ABSTRACT
Coastal migration is linear and transport-reliant so that pre-Clovis coastal migration should be anticipated from its origin, as in the Thule migration, not its destination. Thule historiography, like Clovis, implicated a rapid, climate-forced migration by rapacious “over-killing” seal-hunters and whalers venturing into unoccupied high arctic landscapes—a model now insupportable. Thule datasets, from middens and numerous burials, include wood, ivory, and bone technologies that convey the factors promoting emigration: status striving, social inequality, and local overpopulation, but not an iron trade with Norse or Dorset. The emerging chronology situates the Thule migrations during a cooler thirteenth century while political ethnogeography records that ancestral Thule societies, Birnirk or Punuk, arose within a Bering Strait still dominated by Old Bering Sea culture. Data from the several Thule migrations, including lithic technology and ancient DNA, foster the re-examination of the coastal Beringian Standstill and Kelp highway scenarios, with a redirected focus on Sakhalin and Japan.
Disclosure statement
No potential conflict of interest was reported by the author(s).
Notes on contributor
Owen K. Mason is Research Affiliate at the Institute of Arctic and Alpine Research at the University of Colorado, Boulder. His major areas of interest include the geoarchaeology and stratigraphy of Alaskan beach ridges and dunes, as well as the study of the aesthetics and designs of the Ipiutak, Old Bering Sea, and Birnirk cultures. He has published widely on all aspects of Alaskan prehistory and on coastal hazards. Dr Mason is involved in a multi-season project on Birnirk/Thule Origins at Cape Espenberg, Alaska.
Notes
1 On the role of tradition and religious belief in whaling: Murdoch (Citation1892, 240) reported that “whale fishing at Port [sic] Barrow, in many ways the most important undertaking in the life of the natives, is so surrounded by superstitious observances, ceremonies to be performed, and other things of the same nature, as really to assume a distinctly religious character. Hence, we should naturally expect to find the implements used in it more or less archaic in form.” Further, Murdoch noted that when success (“bad luck”) in whaling occurred, as with the single whale obtained in 1883, the emic response was that the “first harpoon struck into the whale” should be a stone blade.
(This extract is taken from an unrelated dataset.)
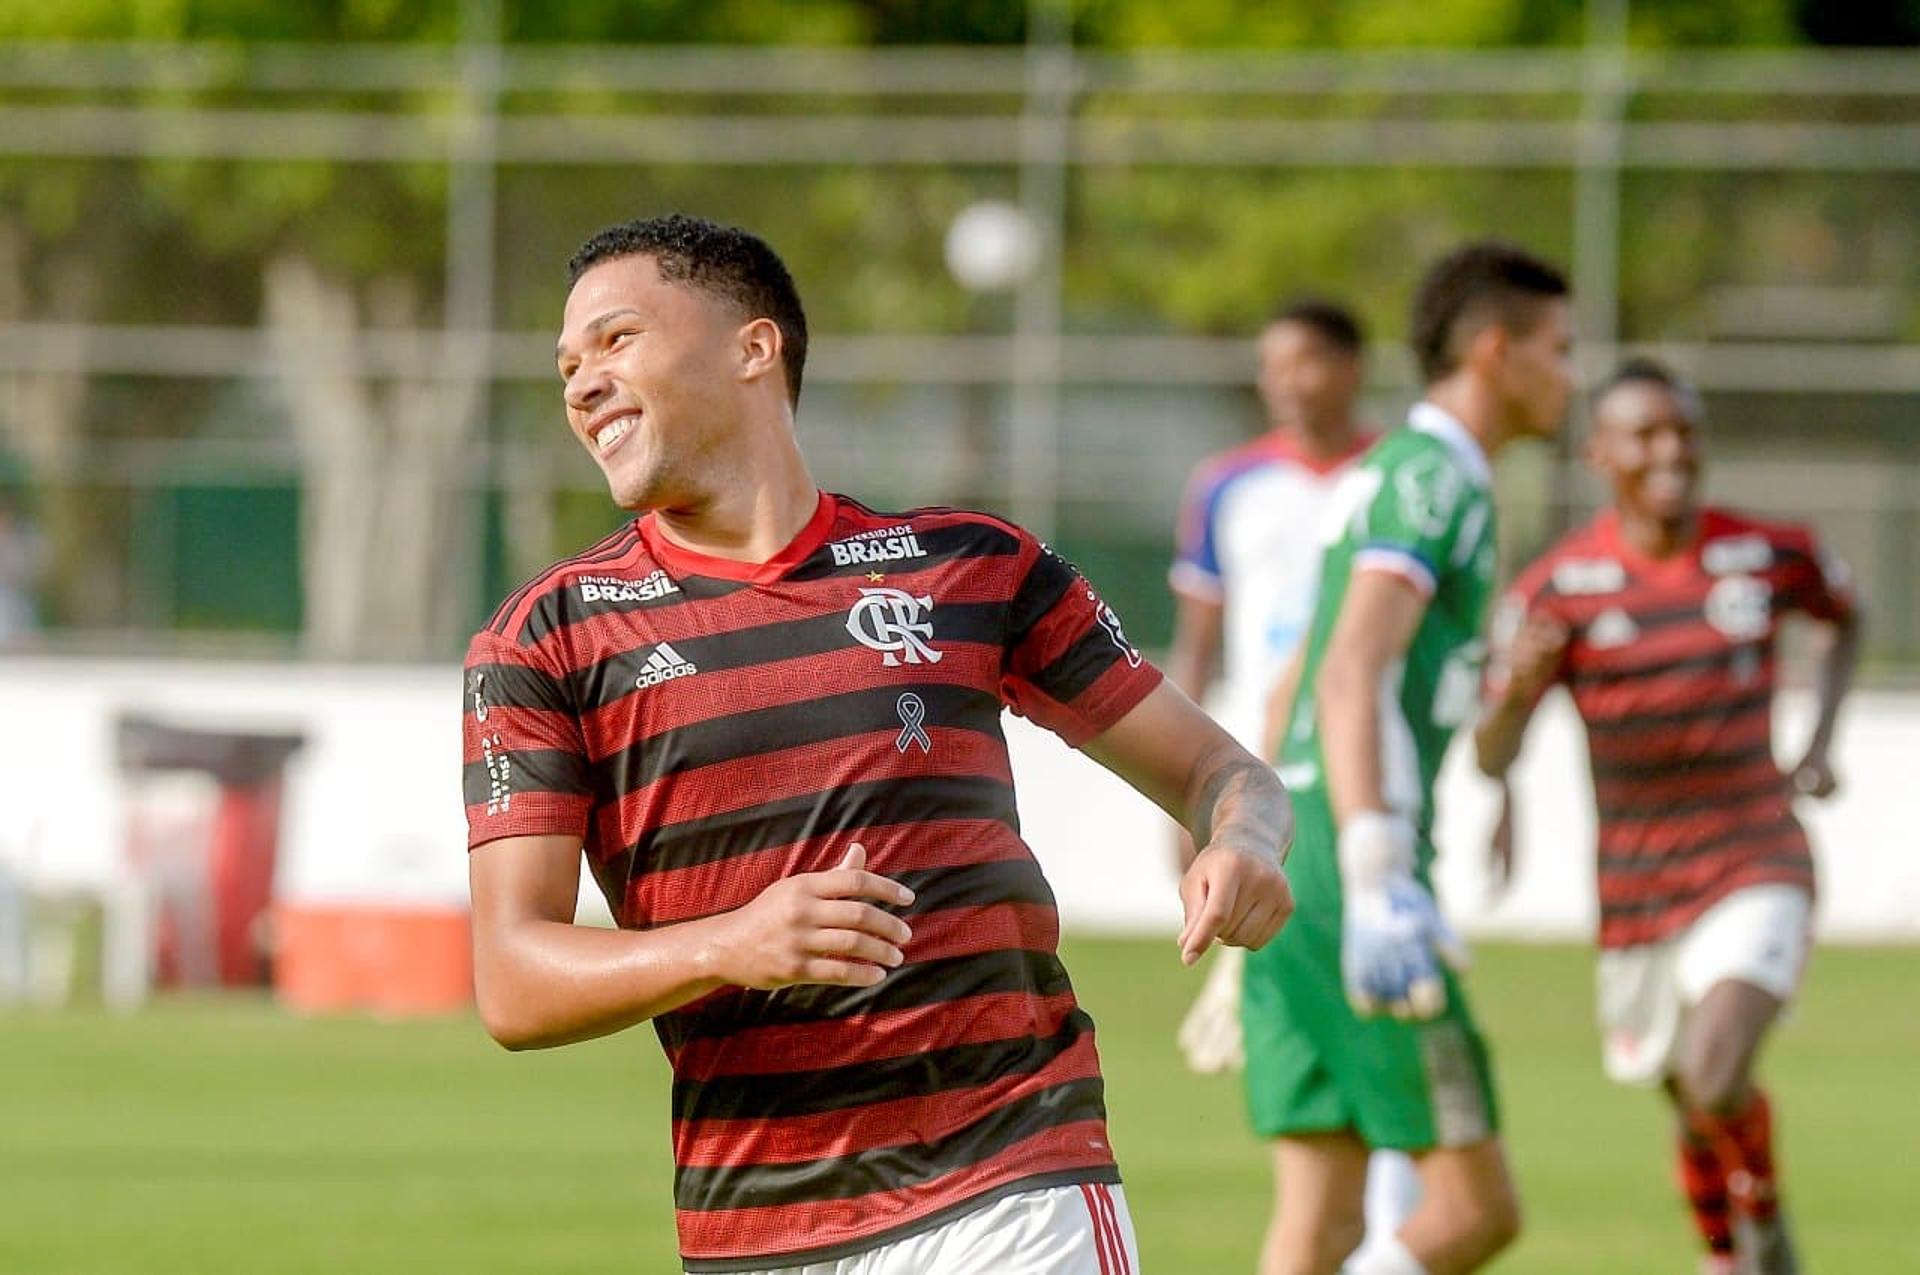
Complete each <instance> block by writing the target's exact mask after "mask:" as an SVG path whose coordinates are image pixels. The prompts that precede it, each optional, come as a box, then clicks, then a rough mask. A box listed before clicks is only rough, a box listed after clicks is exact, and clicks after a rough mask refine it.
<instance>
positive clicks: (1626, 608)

2 The question of contamination by anomalously old marine carbon within the Bering Strait water column is most important in Russian archaeology because Soviet archaeological practice favored the direct dating of both sea mammal and human bone. Several dozen radiocarbon ages from archaeofaunas and graves (Dinesman et al. Citation1999) still provide the most significant data set for Old Bering Sea culture in Chukotka. The correction of these ages employs one of two ΔR calculations, one based on a surface-feeding bowhead-whale trajectory, falling around 188 ± 27 yr (Khassanov and Savinetsky Citation2006) or ca. 200 years (Dyke, McNeely, and Hooper Citation1996), or within a range of ca. 700 years, assuming a bottom-feeding walrus diet (Dumond and Griffin Citation2002).
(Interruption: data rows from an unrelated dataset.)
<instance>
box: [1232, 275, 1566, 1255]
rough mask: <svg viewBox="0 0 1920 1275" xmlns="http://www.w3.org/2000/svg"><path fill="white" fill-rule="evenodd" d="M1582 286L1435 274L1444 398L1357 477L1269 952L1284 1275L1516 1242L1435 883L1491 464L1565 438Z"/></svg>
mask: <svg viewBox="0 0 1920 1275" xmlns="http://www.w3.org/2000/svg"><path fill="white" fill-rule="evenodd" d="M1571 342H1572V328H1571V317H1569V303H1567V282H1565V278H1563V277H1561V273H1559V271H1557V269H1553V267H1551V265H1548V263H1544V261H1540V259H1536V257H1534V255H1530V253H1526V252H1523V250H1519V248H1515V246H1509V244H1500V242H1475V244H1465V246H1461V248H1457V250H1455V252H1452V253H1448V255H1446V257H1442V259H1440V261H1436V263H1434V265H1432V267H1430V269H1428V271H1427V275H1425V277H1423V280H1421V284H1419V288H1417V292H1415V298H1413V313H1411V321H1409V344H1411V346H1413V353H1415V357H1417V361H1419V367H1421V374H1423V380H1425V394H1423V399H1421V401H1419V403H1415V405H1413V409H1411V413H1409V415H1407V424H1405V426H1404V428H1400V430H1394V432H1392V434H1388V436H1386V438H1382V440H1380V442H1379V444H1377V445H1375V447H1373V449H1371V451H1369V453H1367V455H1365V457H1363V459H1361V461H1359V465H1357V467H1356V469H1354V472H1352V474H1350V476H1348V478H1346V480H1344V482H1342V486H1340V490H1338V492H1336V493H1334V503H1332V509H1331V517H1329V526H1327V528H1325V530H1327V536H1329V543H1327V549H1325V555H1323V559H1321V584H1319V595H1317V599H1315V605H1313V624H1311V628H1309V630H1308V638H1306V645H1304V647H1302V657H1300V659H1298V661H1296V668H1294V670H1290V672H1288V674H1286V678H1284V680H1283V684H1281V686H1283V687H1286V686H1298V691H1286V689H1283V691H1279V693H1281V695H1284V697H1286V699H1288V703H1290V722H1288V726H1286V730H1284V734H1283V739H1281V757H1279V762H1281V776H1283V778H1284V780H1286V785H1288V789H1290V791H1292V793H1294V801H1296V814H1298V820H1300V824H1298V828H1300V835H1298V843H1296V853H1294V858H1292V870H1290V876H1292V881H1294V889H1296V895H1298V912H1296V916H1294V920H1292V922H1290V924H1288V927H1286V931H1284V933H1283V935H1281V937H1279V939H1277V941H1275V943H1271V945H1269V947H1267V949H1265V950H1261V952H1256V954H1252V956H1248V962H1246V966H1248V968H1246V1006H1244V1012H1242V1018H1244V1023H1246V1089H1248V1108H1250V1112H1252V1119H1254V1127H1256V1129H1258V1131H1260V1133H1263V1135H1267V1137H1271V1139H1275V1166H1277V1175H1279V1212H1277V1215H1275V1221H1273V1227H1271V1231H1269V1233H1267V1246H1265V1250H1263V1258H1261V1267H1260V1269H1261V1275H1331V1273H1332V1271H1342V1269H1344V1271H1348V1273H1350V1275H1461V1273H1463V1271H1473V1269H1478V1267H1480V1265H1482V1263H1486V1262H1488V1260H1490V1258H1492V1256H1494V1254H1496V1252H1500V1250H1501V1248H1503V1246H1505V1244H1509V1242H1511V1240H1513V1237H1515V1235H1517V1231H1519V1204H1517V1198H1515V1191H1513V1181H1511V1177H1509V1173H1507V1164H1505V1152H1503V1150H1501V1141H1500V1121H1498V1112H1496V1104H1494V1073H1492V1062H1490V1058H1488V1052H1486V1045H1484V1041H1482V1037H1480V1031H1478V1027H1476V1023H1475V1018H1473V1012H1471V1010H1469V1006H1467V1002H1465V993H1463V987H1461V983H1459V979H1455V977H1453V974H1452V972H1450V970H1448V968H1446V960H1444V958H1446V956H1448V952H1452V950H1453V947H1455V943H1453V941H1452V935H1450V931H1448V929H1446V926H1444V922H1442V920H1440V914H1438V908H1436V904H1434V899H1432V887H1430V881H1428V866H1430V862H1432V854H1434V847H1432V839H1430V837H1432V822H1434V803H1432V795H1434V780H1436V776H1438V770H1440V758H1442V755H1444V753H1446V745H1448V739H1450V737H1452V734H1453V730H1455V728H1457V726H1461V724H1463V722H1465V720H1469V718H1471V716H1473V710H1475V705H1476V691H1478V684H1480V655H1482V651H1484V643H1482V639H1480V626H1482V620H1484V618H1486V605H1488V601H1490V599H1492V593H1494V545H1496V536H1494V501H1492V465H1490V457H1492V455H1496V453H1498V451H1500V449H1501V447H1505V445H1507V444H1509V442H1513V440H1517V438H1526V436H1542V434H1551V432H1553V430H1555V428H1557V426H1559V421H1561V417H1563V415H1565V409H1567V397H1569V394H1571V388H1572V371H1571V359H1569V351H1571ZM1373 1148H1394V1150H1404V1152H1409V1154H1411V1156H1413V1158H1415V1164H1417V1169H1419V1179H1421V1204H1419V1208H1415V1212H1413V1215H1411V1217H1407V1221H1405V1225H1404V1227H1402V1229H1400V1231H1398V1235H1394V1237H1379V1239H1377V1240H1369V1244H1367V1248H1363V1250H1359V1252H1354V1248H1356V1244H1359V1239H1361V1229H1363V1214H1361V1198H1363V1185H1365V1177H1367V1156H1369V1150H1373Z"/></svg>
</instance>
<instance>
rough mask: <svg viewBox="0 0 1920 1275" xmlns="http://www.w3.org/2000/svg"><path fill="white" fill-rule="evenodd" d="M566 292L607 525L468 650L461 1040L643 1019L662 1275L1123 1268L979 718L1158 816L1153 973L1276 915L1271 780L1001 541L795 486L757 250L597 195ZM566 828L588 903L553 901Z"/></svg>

3 The radiocarbon dates for the Whale Alley locality were published in Arutiunov, Krupnik, and Chlenov (Citation1982) and in Chlenov and Krupnik (Citation1984, 14) as AD 1690 ± 30 (LE-1598), 1683 ± 40 (LE-1597) and 1790 ± 40 (LE-1636). Pitul’ko and Pavlova (Citation2016, 134) claim that an inspection of laboratory records indicates that the dates were not correctly reported, the ages were actually presented within 14C yr BP. With the appropriate marine-carbon correction, the ages should be older than the seventeenth century AD, “at a minimum, 300 years,” rendering the monument’s construction not during the “improbable” Little Ice Age but to the beginning of the Little Climatic Optimum (i.e., Medieval Climate Anomaly), “about 1200 years ago.” The reasoning processes of both Krupnik (Citation1993) and Pitul’ko and Pavlova (Citation2016) outpace the radiocarbon data as presented. First, if the mandibles dated to the seventeenth or eighteenth century AD, clearly that was during the cooling that was proposed as a disaster by Krupnik. Second, if the laboratory forms were misinterpreted — a claim disputed by Krupnik (2018, pers. comm.), the 1800–1700 14C yr BP ages are calibrated (with the 188 ± 27 yr correction; Khassanov and Savinetsky Citation2006) between AD 800 and 1000, during a cooler phase of the MCA, see discussion below.